In Literature we just finished The Oxford Treasure of Classic Poems, or at least those the girls and I found suitable. Brighteyes had read them all of course but she didn't understand them all, and she wondered why I skipped reading some aloud. When I read them aloud I explain them as I go. The next time I came to a skip point I told her the next three poems dealt with massacres, which is where a person or group of people deliberately murder lots of other people. Did she want me to read them or skip them? She looked very sober and decided to skip them.

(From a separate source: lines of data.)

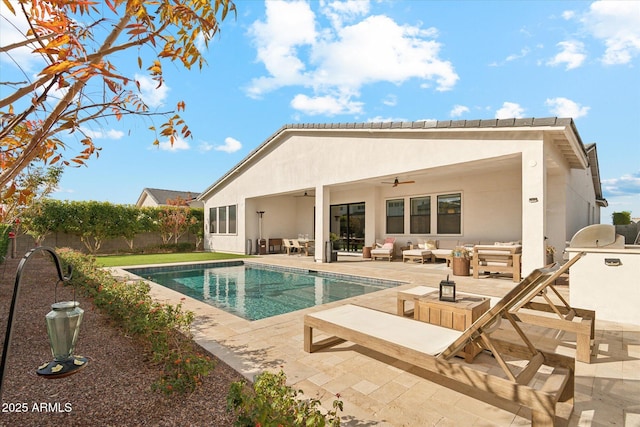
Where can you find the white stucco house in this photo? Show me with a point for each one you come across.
(152, 197)
(470, 180)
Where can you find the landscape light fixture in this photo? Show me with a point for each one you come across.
(447, 290)
(63, 325)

She found "The Forsaken Merman" the most disturbing poem of any I read from the book. She wanted to know why the Mommy had to leave the Daddy and their babies. I explained that Christianity was a religion that told people who they could or could not fall in love with and marry, and it didn't like magic or mer people. She stared at me in silence for several moments then asked me if the Merman was real. I said I didn't know if the Merman was real, but the issue of the Christian church telling people whom they could or could not marry was very real and going on right now. She stood up and turned away from me with her fists clenched.
After a while she asked me, "How can a God be a bully?" I explained that the Christian God didn't appear to be a bully on paper, but that Christian churches were all too often run by bullies who interpreted what their God said in a way that allowed them to bully other people. She thought that was unfair, but understandable. She can comprehend people who are bullies, but not a God who is a bully. I told her I had trouble understanding that idea too, but that the Goddess would love her and her sister no matter what.
I confess I didn't expect such theological depth at her age. I'll have to talk to her more about religion.